0
votes

All uuid columns below use the native Postgres uuid column type.

Have a lookup table where the uuid (uuid type 4 - so as random as can feasibly be) is the primary key. Regularly pull sequence of rows, say 10,000 from this lookup table.

Then, wish to use that set of uuid's retrieved from the lookup table to query other tables, typically two others, using the UUID's just retrieved. The UUID's in the other tables (tables A and B) are not primary keys. UUID columns in other tables A and B have UNIQUE constraints (btree indices).

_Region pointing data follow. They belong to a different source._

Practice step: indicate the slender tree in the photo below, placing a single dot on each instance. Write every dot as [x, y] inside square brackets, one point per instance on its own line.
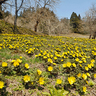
[74, 22]
[2, 1]
[16, 13]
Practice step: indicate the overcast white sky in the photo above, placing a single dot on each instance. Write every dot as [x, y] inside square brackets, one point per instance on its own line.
[66, 7]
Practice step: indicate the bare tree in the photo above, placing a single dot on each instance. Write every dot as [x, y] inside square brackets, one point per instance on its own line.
[2, 1]
[91, 20]
[16, 13]
[43, 4]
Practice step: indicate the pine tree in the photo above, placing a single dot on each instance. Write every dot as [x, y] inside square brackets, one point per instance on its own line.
[74, 22]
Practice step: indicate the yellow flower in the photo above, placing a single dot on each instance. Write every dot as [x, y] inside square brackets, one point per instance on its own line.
[94, 75]
[44, 57]
[19, 60]
[89, 66]
[84, 76]
[80, 65]
[64, 65]
[88, 74]
[68, 64]
[26, 66]
[41, 81]
[84, 89]
[39, 72]
[26, 78]
[20, 57]
[77, 59]
[13, 61]
[16, 63]
[86, 68]
[50, 68]
[55, 58]
[59, 81]
[50, 60]
[54, 63]
[80, 61]
[4, 64]
[71, 80]
[79, 75]
[1, 84]
[92, 64]
[74, 65]
[92, 61]
[87, 82]
[32, 83]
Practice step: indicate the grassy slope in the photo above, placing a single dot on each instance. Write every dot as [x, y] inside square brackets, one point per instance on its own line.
[7, 28]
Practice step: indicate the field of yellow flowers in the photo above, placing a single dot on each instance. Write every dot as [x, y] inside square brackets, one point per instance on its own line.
[47, 66]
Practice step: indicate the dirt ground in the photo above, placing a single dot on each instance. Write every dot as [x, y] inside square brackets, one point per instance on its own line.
[75, 35]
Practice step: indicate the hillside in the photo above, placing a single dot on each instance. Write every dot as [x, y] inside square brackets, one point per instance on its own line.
[7, 28]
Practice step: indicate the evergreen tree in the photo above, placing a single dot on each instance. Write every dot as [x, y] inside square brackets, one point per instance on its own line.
[74, 22]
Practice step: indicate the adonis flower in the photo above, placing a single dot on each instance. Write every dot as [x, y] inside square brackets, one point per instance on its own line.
[26, 78]
[84, 76]
[64, 65]
[1, 84]
[26, 66]
[59, 81]
[16, 63]
[41, 81]
[84, 89]
[71, 80]
[39, 72]
[50, 68]
[79, 75]
[74, 65]
[68, 64]
[4, 64]
[94, 75]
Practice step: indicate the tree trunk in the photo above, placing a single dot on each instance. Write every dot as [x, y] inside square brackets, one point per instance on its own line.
[15, 21]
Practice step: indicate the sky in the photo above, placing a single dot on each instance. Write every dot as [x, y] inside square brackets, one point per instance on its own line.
[65, 8]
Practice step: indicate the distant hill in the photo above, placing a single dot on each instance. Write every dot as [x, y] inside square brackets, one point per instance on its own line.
[7, 28]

Currently not doing this merging using a JOIN of any kind, just simple:

  1. Query lookup table, get uuids.
  2. Query table A using uuids from (1)
  3. Query table B using uuids from (1)

The issue is that queries (2) and (3) are surprisingly slow. So for around 4000 rows in tables A and B, particularly table A, around 30-50 seconds typically. Table A has around 60M rows.

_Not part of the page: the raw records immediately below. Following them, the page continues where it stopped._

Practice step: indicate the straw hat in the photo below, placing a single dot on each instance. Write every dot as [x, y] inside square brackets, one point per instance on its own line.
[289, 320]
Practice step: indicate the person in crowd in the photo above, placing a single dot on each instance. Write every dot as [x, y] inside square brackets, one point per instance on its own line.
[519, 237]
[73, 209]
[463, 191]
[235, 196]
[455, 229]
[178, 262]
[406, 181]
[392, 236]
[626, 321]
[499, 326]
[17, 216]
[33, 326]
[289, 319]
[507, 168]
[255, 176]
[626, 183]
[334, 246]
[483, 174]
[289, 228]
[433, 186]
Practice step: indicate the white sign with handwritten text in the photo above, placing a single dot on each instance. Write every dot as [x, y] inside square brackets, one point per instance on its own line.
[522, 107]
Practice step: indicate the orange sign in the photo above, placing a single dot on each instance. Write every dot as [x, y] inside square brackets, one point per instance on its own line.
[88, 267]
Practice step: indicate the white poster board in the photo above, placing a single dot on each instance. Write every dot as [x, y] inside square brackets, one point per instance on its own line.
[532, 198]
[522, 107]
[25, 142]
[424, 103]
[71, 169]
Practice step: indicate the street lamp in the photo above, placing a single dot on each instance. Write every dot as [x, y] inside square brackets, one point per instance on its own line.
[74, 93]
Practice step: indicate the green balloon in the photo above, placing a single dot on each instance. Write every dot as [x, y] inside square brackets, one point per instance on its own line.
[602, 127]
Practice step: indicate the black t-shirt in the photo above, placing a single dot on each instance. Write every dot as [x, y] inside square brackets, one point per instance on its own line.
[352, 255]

Dealing with just table A, when using EXPLAIN ANALYZE, reports as doing an "Index Scan" on the uuid column in column A, with an Index Cond in the EXPLAIN ANALYZE output.

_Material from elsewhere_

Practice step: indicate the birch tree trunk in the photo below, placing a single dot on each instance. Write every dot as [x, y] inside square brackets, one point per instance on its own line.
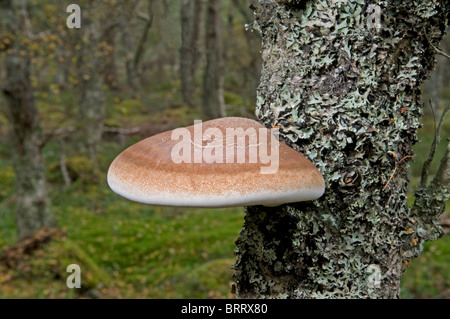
[33, 204]
[341, 79]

I've experiment with various WHERE clauses:

  • uuid = ANY ('{
  • uuid = ANY(VALUES('
  • uuid ='uuid1' OR uuid='uuid2' etc ....

And experimented with btree (distinct), hash index table A on uuid, btree and hash index.

By far the fastest (which is still relatively slow) is: btree and use of "ANY ('{" in the WHERE clause.

Various opinions I've read:

  • Actually doing a proper JOIN e.g. LEFT OUTER JOIN across the three tables.
  • That the use of uuid type 4 is the problem, it being a randomly generated id, as opposed to a sequence based id.
  • Possibly experimenting with work_mem.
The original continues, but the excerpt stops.